Starting With the Saagie Project Example

Saagie is installed with a sample project that is ready to use. The goal of this project is to propose an intelligent learning pipeline that can detect feelings in movie reviews.

The name of the project is [Sample Project] Sentiment Detection on Movie Reviews. You can access it from your platform’s project library:

  1. Click The "Projects" module icon is a folder. Projects from the primary navigation menu.
    The The "All Projects" page icon is a folder and the same as the "Projects" module. All Projects page opens with the list of existing projects.

  2. From this list, click the project named [Sample Project] Sentiment Detection on Movie Reviews.
    The project opens on its job library.

The project contains a pipeline of five jobs. The jobs are linked to three apps, some environment variables, and external connections. All these elements are linked together. Their goal is to learn a model capable to detect feelings on texts related to movie reviews. We will break down this project starting from the pipeline jobs.

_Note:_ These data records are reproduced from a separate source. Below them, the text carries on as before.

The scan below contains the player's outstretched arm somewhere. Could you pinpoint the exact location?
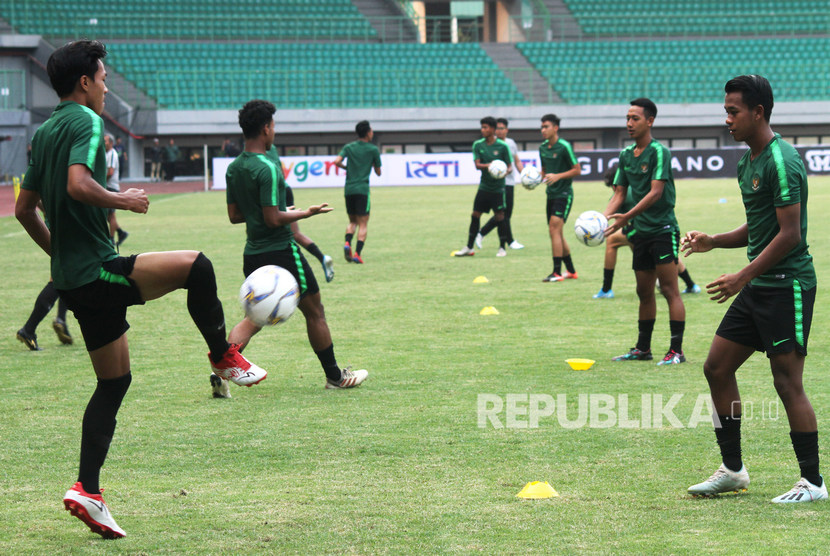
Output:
[14,188,52,256]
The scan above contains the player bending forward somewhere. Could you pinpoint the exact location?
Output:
[682,75,827,503]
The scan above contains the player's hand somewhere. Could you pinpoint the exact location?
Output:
[121,187,150,214]
[680,230,715,257]
[706,274,746,303]
[604,212,628,237]
[308,203,334,216]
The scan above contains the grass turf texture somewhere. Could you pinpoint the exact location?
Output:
[0,178,830,554]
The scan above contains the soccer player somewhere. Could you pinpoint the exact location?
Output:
[334,120,380,264]
[539,114,582,282]
[221,100,369,391]
[476,118,524,249]
[454,116,513,257]
[15,40,266,538]
[104,133,130,250]
[682,75,827,503]
[594,168,700,299]
[605,98,686,365]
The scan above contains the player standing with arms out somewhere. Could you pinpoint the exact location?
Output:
[476,118,524,249]
[334,120,380,264]
[453,116,513,257]
[594,168,700,299]
[15,40,266,538]
[219,100,369,391]
[682,75,827,503]
[539,114,582,282]
[605,98,686,365]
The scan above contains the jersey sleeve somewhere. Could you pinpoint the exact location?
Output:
[651,145,671,181]
[767,149,804,207]
[67,115,104,172]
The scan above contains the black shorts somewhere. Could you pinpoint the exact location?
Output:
[715,280,816,357]
[242,241,320,299]
[546,195,574,222]
[58,255,144,351]
[628,230,680,270]
[473,189,507,213]
[346,195,372,216]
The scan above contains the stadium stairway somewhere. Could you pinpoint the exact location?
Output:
[352,0,418,42]
[480,42,562,104]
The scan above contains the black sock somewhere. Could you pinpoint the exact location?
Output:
[305,243,325,262]
[602,268,614,292]
[678,268,695,288]
[715,415,744,472]
[669,320,686,353]
[498,220,510,249]
[637,319,654,351]
[790,431,823,487]
[314,344,343,380]
[184,253,228,363]
[478,216,498,237]
[467,216,481,249]
[23,282,58,336]
[58,297,66,322]
[78,373,132,494]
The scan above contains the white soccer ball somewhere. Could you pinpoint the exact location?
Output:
[239,265,300,326]
[520,166,542,189]
[574,210,608,247]
[487,160,507,180]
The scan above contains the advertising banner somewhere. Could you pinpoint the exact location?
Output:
[213,147,830,189]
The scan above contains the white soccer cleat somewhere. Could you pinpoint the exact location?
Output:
[323,255,334,282]
[772,477,827,504]
[63,482,127,539]
[689,464,749,496]
[208,344,268,386]
[326,369,369,390]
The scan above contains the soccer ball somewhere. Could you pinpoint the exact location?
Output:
[239,265,300,326]
[487,160,507,180]
[520,166,542,189]
[574,210,608,247]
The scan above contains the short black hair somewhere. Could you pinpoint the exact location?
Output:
[723,75,774,121]
[354,120,372,139]
[481,116,496,129]
[46,39,107,98]
[239,99,277,139]
[542,114,561,127]
[630,97,657,119]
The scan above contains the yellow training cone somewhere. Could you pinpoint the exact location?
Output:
[516,481,559,500]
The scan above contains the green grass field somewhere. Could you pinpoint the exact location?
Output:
[0,178,830,554]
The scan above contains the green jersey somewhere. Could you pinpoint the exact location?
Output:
[614,139,678,237]
[738,133,816,289]
[340,140,380,195]
[539,137,577,199]
[473,137,513,193]
[225,150,293,255]
[22,101,118,290]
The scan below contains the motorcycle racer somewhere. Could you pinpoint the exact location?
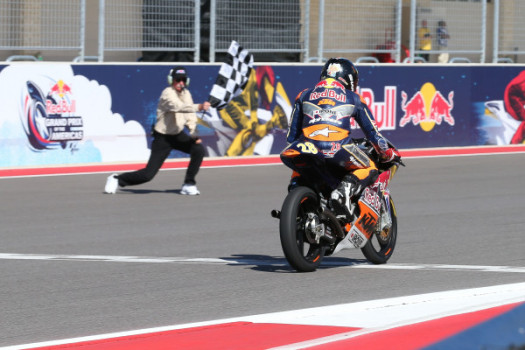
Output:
[281,58,400,215]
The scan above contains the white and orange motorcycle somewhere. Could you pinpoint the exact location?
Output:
[271,139,404,272]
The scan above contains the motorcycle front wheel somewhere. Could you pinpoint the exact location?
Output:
[279,187,325,272]
[361,197,397,264]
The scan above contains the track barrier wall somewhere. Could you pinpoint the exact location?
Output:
[0,62,525,169]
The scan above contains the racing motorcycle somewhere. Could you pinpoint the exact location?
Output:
[271,138,404,272]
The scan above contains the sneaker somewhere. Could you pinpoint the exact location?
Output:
[180,184,201,196]
[104,174,118,194]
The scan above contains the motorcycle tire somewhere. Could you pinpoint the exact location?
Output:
[361,197,397,264]
[279,186,325,272]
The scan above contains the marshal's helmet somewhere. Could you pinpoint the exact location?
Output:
[320,57,359,92]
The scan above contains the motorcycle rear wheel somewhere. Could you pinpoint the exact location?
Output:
[361,197,397,264]
[279,186,325,272]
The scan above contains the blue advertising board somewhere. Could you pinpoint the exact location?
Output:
[0,62,525,167]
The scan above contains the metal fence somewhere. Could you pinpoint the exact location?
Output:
[492,0,525,63]
[210,0,310,61]
[98,0,201,62]
[0,0,86,60]
[0,0,525,63]
[314,0,402,62]
[407,0,487,63]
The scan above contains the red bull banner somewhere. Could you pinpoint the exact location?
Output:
[0,62,525,167]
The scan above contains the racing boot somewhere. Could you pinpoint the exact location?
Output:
[330,175,362,220]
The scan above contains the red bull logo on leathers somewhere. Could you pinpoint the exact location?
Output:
[399,83,455,132]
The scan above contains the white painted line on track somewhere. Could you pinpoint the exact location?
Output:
[4,283,525,350]
[0,253,525,273]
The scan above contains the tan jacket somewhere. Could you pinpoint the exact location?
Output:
[154,86,199,136]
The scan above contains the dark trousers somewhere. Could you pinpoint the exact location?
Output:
[118,132,205,187]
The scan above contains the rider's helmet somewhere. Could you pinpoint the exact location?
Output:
[320,57,359,92]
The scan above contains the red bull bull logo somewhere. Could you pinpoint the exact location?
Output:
[399,83,455,132]
[49,79,71,98]
[360,86,397,130]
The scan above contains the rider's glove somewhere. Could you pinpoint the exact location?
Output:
[380,148,401,163]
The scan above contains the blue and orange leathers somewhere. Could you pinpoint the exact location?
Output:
[281,78,388,193]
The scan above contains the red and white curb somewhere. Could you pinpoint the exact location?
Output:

The job technologies used in this pipeline are Python and Bash, but you can use others.
  • 1 - Data preparation

  • 2 - Clean data

  • 3 - Finetune a pretrained model

  • 4 - Model deployment

  • 5 - Interface handler

The first job, named Data preparation, retrieves and stocks external data on an Amazon S3 lake.

This example is base on a small dataset, that is, about 50,000 texts.

The second job, named Clean data, is for data preprocessing.

It retrieves the data from the data lake and processes it, by removing all non-text elements that could interfere with the model learning, such as HTML tags. In other words, it cleans the data and saves it in the data lake.

This job can be an external job. For more information, see Using an External Job to Clean Up Data.

The third job, named Finetune a pretrained model, will learn our model using the cleaned data.

The model used here is a pretrained model called BERT, whose goal is to understand a broad-based text.

This job will fine-tune the pretrained model on custom data to predict the polarity of a text.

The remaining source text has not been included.